Within a very few years, the university had become once again famous throughout Christendom and even beyond. For the past two centuries it had been the Arabs, rather than the Greeks, who dominated the intellectual world; the so-called wise men of Constantinople, they used to say, were not even mules - they were donkeys. Now, thanks to Psellus and his friends - and the enlightened patronage of Constantine Monomachus - Byzantium regained its old reputation and became once again a meeting-point for the scholars of Europe and Asia. As Psellus modestly wrote to Michael Cerularius:
The Celts and the Arabs are now our prisoners. From East and West alike my reputation brings them flocking to our city. The Nile may water the land of the Egyptians, but it is my golden words that nourish their spirit. Ask the Persians and the Ethiopians: they will tell you that they know me, that they admire me and seek me out. Only recently there arrived a Babylonian, impelled by an insurmountable desire to drink at the fountain of my eloquence.
All this must have done wonders for the Empire's international reputation, which had been steadily declining in the quarter-century since the death of Basil II; but the greatest benefit was to be felt at home. For years already, properly qualified judges and even trained civil servants had been in short supply. By the end of Constantine's reign the new university was producing a steady stream of highly educated young men on which the government could draw for its senior administrators. Their expertise would be more than ever necessary in the years to come.
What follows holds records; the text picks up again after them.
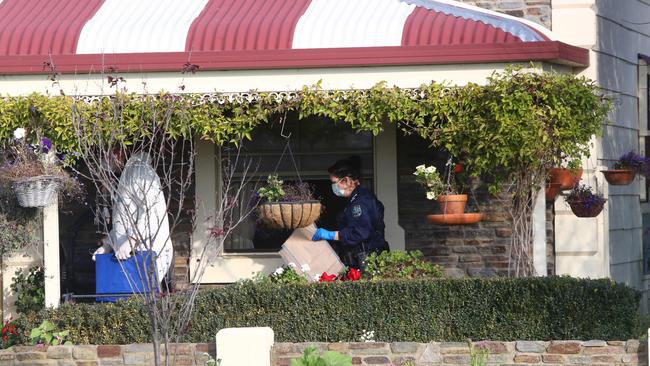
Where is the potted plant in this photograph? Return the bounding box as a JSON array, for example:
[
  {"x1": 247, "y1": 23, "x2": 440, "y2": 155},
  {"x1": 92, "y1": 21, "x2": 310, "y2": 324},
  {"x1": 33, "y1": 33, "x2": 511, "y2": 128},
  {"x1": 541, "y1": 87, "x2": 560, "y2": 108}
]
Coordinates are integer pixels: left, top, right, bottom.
[
  {"x1": 257, "y1": 175, "x2": 321, "y2": 229},
  {"x1": 548, "y1": 160, "x2": 582, "y2": 191},
  {"x1": 602, "y1": 151, "x2": 649, "y2": 186},
  {"x1": 0, "y1": 128, "x2": 81, "y2": 207},
  {"x1": 564, "y1": 184, "x2": 607, "y2": 217},
  {"x1": 413, "y1": 163, "x2": 481, "y2": 224}
]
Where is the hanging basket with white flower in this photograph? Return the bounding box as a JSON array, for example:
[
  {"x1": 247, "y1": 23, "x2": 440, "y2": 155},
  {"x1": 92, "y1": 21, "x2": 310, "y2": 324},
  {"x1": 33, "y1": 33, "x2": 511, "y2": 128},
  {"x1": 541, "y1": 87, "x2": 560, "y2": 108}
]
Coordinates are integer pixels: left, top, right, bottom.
[
  {"x1": 0, "y1": 128, "x2": 81, "y2": 207},
  {"x1": 257, "y1": 175, "x2": 322, "y2": 229}
]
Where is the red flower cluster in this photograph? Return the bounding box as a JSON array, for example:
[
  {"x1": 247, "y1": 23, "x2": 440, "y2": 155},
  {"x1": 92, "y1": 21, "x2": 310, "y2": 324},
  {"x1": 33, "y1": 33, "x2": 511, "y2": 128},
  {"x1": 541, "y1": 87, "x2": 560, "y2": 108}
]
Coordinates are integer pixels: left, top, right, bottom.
[{"x1": 319, "y1": 268, "x2": 361, "y2": 282}]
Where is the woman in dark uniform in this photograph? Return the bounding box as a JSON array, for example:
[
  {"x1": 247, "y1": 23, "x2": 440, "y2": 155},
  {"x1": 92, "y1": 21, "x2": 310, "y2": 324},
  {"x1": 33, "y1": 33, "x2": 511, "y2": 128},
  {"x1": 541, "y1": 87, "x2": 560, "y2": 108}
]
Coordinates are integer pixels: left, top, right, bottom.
[{"x1": 312, "y1": 158, "x2": 388, "y2": 268}]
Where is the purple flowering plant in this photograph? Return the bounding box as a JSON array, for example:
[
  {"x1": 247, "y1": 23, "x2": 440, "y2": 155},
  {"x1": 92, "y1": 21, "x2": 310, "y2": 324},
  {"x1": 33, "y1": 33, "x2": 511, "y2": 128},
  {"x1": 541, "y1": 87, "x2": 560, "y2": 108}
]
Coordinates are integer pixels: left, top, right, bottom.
[
  {"x1": 614, "y1": 151, "x2": 650, "y2": 176},
  {"x1": 564, "y1": 184, "x2": 607, "y2": 209},
  {"x1": 0, "y1": 128, "x2": 84, "y2": 201}
]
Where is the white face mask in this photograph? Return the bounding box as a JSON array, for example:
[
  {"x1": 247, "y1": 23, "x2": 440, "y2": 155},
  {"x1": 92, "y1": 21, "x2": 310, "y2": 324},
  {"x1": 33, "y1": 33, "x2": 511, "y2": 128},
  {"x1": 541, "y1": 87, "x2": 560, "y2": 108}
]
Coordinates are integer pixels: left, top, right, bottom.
[{"x1": 332, "y1": 183, "x2": 345, "y2": 197}]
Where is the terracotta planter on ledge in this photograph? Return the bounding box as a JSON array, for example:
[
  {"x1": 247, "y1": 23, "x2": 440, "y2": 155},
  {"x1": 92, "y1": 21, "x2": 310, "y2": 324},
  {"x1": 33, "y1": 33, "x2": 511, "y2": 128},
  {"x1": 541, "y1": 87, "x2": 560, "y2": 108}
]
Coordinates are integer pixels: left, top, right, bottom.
[
  {"x1": 549, "y1": 168, "x2": 582, "y2": 191},
  {"x1": 427, "y1": 194, "x2": 483, "y2": 225},
  {"x1": 567, "y1": 200, "x2": 607, "y2": 217},
  {"x1": 601, "y1": 169, "x2": 636, "y2": 186},
  {"x1": 436, "y1": 194, "x2": 467, "y2": 214}
]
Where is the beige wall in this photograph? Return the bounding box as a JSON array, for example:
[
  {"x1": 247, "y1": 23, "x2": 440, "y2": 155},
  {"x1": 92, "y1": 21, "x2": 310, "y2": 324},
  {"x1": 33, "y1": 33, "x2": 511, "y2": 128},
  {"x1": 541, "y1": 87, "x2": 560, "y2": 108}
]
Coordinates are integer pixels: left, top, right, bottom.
[{"x1": 552, "y1": 0, "x2": 650, "y2": 306}]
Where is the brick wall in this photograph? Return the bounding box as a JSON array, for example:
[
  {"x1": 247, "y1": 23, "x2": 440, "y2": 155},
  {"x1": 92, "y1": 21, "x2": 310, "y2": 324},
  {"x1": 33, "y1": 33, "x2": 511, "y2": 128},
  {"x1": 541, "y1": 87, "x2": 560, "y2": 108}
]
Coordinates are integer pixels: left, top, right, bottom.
[
  {"x1": 0, "y1": 340, "x2": 636, "y2": 366},
  {"x1": 460, "y1": 0, "x2": 551, "y2": 29},
  {"x1": 397, "y1": 132, "x2": 555, "y2": 277},
  {"x1": 272, "y1": 340, "x2": 647, "y2": 366}
]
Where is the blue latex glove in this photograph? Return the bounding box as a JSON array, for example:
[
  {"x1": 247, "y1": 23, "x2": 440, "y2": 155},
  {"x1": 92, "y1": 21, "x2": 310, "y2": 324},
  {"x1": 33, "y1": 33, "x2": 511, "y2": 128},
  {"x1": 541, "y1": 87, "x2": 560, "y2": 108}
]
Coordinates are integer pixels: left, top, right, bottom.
[{"x1": 311, "y1": 228, "x2": 336, "y2": 241}]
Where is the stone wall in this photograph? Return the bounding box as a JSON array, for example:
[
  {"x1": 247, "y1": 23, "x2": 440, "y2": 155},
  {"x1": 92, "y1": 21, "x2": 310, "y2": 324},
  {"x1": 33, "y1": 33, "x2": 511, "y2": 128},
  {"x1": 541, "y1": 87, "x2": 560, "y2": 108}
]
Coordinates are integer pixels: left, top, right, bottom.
[
  {"x1": 460, "y1": 0, "x2": 551, "y2": 29},
  {"x1": 0, "y1": 343, "x2": 215, "y2": 366},
  {"x1": 272, "y1": 340, "x2": 647, "y2": 366},
  {"x1": 397, "y1": 132, "x2": 555, "y2": 277},
  {"x1": 0, "y1": 340, "x2": 647, "y2": 366}
]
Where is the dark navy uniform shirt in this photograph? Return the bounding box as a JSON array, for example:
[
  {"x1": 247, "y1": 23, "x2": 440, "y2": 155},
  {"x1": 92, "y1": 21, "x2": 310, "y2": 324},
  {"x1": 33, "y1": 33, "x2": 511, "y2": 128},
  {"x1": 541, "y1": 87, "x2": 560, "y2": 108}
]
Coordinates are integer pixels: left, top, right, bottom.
[{"x1": 336, "y1": 186, "x2": 388, "y2": 252}]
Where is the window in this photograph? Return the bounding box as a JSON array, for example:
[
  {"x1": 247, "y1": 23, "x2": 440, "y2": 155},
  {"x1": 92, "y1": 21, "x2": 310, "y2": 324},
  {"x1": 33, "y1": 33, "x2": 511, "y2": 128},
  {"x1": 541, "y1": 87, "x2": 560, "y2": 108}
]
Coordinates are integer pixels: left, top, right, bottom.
[{"x1": 222, "y1": 114, "x2": 373, "y2": 253}]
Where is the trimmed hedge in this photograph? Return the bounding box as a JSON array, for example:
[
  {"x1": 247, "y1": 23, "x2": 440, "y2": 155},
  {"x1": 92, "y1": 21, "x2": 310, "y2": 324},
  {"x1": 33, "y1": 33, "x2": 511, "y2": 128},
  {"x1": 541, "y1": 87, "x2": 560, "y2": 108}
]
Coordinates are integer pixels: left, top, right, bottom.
[{"x1": 21, "y1": 277, "x2": 639, "y2": 344}]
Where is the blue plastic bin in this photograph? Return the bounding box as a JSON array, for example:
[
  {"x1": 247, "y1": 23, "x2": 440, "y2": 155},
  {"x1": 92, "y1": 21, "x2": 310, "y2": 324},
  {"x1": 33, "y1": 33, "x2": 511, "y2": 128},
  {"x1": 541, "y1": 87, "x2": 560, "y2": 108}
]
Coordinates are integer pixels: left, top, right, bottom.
[{"x1": 95, "y1": 252, "x2": 158, "y2": 302}]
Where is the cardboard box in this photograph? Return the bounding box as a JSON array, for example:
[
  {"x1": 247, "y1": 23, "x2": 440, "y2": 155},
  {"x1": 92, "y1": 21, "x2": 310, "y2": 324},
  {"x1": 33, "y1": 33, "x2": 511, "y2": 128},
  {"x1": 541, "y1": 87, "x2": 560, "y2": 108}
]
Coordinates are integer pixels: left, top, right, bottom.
[{"x1": 280, "y1": 224, "x2": 345, "y2": 281}]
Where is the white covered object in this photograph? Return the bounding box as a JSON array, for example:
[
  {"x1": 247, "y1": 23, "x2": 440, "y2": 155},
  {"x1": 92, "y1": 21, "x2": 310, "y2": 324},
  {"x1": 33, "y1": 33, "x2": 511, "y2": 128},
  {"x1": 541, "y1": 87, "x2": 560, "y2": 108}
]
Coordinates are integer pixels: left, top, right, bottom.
[{"x1": 108, "y1": 153, "x2": 174, "y2": 282}]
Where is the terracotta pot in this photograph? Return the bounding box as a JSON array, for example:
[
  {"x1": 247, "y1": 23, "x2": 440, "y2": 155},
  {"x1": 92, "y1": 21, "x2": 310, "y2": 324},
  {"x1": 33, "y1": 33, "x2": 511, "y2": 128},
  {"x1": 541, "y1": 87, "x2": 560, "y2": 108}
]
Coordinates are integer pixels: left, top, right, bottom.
[
  {"x1": 601, "y1": 169, "x2": 636, "y2": 186},
  {"x1": 258, "y1": 201, "x2": 321, "y2": 229},
  {"x1": 436, "y1": 194, "x2": 467, "y2": 214},
  {"x1": 427, "y1": 213, "x2": 483, "y2": 225},
  {"x1": 567, "y1": 200, "x2": 607, "y2": 217},
  {"x1": 545, "y1": 183, "x2": 562, "y2": 202},
  {"x1": 549, "y1": 168, "x2": 582, "y2": 191}
]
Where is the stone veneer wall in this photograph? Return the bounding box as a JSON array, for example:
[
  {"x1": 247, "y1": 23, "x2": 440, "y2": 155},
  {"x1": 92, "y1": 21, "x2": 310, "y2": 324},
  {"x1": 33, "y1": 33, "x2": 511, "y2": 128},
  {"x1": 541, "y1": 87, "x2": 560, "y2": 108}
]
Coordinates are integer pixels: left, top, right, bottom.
[
  {"x1": 0, "y1": 340, "x2": 636, "y2": 366},
  {"x1": 397, "y1": 135, "x2": 555, "y2": 277}
]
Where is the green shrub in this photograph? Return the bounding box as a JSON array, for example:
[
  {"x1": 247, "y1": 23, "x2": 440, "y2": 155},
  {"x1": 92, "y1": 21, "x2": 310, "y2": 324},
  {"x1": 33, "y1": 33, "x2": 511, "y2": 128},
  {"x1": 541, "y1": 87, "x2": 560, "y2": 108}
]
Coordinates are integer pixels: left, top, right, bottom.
[
  {"x1": 22, "y1": 277, "x2": 639, "y2": 344},
  {"x1": 363, "y1": 250, "x2": 443, "y2": 280},
  {"x1": 11, "y1": 266, "x2": 45, "y2": 314}
]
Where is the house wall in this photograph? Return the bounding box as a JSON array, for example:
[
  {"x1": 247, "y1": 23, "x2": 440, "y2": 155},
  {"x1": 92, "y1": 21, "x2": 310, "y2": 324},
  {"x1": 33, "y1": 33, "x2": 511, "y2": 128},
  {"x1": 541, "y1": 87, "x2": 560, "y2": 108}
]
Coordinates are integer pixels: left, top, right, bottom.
[
  {"x1": 552, "y1": 0, "x2": 650, "y2": 308},
  {"x1": 397, "y1": 130, "x2": 555, "y2": 277}
]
Constantine IX never recovered his prestige after the departure of Humbert and his friends. He continued to be suspected (with good reason) of pro-Latin sympathies, and his lame and grovelling excuses to the Patriarch - in which he tried to put the blame on everyone but himself - impressed nobody. But in any case he was by now a pathetic figure. Soon after his humiliation he retired to his monastery of Manganes, where his tomb, next to the Sclerina's, was already awaiting him. It was, perhaps, the most sumptuous foundation that even Constantinople had ever seen. Psellus writes:
The building was decorated throughout with golden stars, like the vault of heaven, but whereas heaven has its stars only at intervals, here the surface was entirely covered with gold, issuing forth from its centre in a never-ending stream. Surrounding it were other, smaller buildings, surrounded completely or in part by cloisters. The ground everywhere was levelled, and stretched further than the eye could see. Then came a second circle of buildings, larger than the first, with lawns covered with flowers. .. There were fountains which filled basins of water; gardens, some of them hanging, others sloping down to the level ground; and a bath that was beautiful beyond description.
In this bath the Emperor would lie for several hours every day, in an attempt to find some relief from his constant pain; but some time in the autumn of 1054, with the air already growing chill, he stayed in too long. Pleurisy resulted. At first he seemed to recover, but then his condition began rapidly to deteriorate. He lingered on until the new year; then, on 11 January 105 5, he died.